めまい・頭痛の原因と受診の目安|不整脈との関係も医師が解説【大阪・心斎橋の内科】
この記事のポイント
・めまい・頭痛は「よくある症状」ですが、原因は大きく異なります
・片頭痛は治療でコントロールできる時代になっています
・めまいは「耳」と「脳」の見極めが重要です
・頭痛+めまいは前庭性片頭痛などの可能性もあります
・強い頭痛や神経症状を伴う場合は早めの受診が必要です
・めまいの原因は耳・脳だけでなく「不整脈」など心臓の病気も含まれます
大阪・心斎橋で、めまい・頭痛にお悩みの方は
福本医院(内科・循環器内科)までご相談ください。
片頭痛のイメージ図

ズキズキとした痛みが特徴の片頭痛に苦しむいのっちのイメージ図
めまい・頭痛でお悩みの方へ
原因と受診の目安を医師がわかりやすく解説
大阪・心斎橋の内科・循環器内科、福本医院です。
「めまいがする」「頭痛が続く」
こうした症状は日常的によく見られる一方で、原因は幅広く、放置してよいものと見逃してはいけないものが混在しています。
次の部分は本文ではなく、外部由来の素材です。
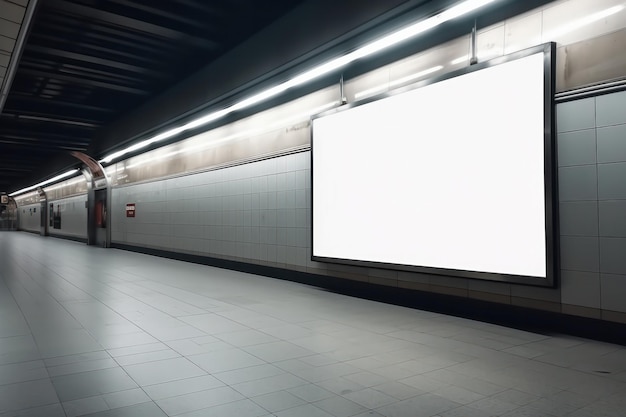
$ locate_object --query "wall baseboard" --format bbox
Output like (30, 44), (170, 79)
(111, 243), (626, 345)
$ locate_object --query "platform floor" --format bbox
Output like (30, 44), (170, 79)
(0, 232), (626, 417)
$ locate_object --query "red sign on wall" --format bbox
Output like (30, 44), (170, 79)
(126, 203), (135, 217)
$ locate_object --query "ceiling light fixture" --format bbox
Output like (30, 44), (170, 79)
(10, 0), (497, 196)
(100, 0), (496, 163)
(9, 168), (80, 197)
(354, 65), (443, 100)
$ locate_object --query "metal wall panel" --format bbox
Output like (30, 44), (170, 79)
(47, 194), (87, 240)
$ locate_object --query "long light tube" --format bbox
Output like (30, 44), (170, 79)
(10, 0), (496, 196)
(9, 168), (80, 197)
(100, 0), (496, 163)
(354, 65), (443, 100)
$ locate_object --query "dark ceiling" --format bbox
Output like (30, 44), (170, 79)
(0, 0), (303, 192)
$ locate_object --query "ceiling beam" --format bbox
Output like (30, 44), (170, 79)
(20, 68), (149, 96)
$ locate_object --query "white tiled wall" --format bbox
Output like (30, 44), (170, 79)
(111, 152), (311, 269)
(101, 0), (626, 317)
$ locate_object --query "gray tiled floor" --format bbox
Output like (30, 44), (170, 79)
(0, 232), (626, 417)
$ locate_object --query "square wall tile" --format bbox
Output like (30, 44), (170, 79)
(596, 124), (626, 163)
(559, 165), (598, 201)
(557, 129), (596, 166)
(600, 274), (626, 313)
(598, 200), (626, 238)
(598, 162), (626, 200)
(556, 98), (596, 132)
(600, 237), (626, 274)
(560, 271), (600, 308)
(596, 91), (626, 127)
(561, 236), (600, 272)
(559, 201), (598, 236)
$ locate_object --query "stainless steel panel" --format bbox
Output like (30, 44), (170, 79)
(542, 0), (626, 45)
(556, 29), (626, 92)
(504, 11), (543, 54)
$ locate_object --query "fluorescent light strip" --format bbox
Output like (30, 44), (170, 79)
(100, 0), (496, 163)
(9, 168), (80, 197)
(354, 65), (443, 100)
(125, 102), (337, 169)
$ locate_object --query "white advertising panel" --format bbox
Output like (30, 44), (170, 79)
(312, 44), (550, 278)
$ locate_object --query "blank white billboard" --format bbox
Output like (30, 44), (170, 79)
(312, 46), (549, 278)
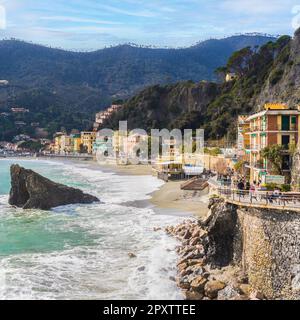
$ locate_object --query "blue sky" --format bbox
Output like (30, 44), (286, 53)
(0, 0), (300, 50)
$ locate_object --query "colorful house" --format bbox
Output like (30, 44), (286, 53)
(246, 104), (300, 183)
(81, 131), (97, 154)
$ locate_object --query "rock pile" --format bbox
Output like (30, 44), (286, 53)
(165, 220), (262, 300)
(9, 165), (99, 210)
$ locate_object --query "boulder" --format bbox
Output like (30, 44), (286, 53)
(185, 291), (203, 300)
(9, 165), (99, 210)
(240, 283), (251, 296)
(191, 276), (207, 293)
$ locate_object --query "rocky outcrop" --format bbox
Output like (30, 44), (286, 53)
(199, 198), (237, 267)
(9, 165), (99, 210)
(166, 197), (300, 300)
(166, 219), (251, 300)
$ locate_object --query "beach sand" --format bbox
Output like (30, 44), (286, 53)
(150, 181), (208, 217)
(89, 163), (208, 217)
(36, 160), (208, 217)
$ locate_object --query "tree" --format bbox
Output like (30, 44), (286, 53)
(215, 67), (228, 81)
(227, 47), (254, 75)
(260, 144), (284, 175)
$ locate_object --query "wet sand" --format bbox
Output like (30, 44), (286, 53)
(150, 181), (208, 217)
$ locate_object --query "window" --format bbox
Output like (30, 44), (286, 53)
(281, 116), (290, 131)
(281, 136), (290, 149)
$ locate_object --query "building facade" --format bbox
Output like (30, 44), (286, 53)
(245, 104), (300, 183)
(81, 131), (97, 154)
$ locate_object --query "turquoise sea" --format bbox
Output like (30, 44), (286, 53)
(0, 159), (183, 299)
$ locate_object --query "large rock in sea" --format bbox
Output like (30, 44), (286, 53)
(9, 165), (99, 210)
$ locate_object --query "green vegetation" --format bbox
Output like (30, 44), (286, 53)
(234, 160), (245, 174)
(261, 144), (285, 175)
(0, 35), (274, 140)
(204, 148), (222, 156)
(104, 36), (291, 142)
(19, 140), (43, 152)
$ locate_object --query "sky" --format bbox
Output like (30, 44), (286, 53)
(0, 0), (300, 50)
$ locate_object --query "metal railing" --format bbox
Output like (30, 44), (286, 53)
(216, 188), (300, 209)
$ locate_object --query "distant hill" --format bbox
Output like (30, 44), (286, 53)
(0, 35), (275, 139)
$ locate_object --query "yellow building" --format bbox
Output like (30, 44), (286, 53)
(54, 132), (64, 154)
(70, 133), (82, 153)
(81, 131), (97, 154)
(237, 115), (250, 161)
(246, 103), (300, 183)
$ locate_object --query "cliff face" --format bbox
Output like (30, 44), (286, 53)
(9, 165), (99, 210)
(255, 29), (300, 108)
(104, 82), (220, 131)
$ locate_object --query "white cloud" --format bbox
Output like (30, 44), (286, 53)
(292, 5), (300, 30)
(39, 16), (121, 25)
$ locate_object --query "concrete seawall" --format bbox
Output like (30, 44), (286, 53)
(208, 198), (300, 299)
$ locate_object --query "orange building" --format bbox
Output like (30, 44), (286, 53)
(245, 104), (300, 183)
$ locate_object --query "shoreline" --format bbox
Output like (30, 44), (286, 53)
(1, 157), (208, 218)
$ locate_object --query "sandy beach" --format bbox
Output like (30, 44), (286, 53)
(93, 164), (208, 217)
(150, 181), (208, 217)
(15, 159), (208, 217)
本記事では、最新の国際論文や診療ガイドラインに基づき、めまい・頭痛の考え方を整理します。
頭痛は非常に多い病気です
世界的な疫学研究(GBD 2023)では、頭痛は最も身近な神経疾患の一つであり、特に片頭痛は若年〜中年層の生活の質を大きく低下させることが示されています。
代表的な頭痛には以下があります。
・片頭痛
・緊張型頭痛
・薬物乱用頭痛(痛み止めの使いすぎによる頭痛)
特に片頭痛は、単なる「強い頭痛」ではなく、脳内の神経・血管系の異常(CGRPなど)によって起こる疾患であり、適切な治療でコントロール可能です。
頭痛の治療はここまで進んでいます
近年、頭痛治療は大きく進歩しています。
急性期治療では
・トリプタン
・NSAIDs
・ゲパント
・ジタン
など複数の選択肢があり、それぞれ効果や副作用のバランスが異なります。
また、頻回に起こる場合は予防治療を併用することで、発作の回数を減らすことが可能です。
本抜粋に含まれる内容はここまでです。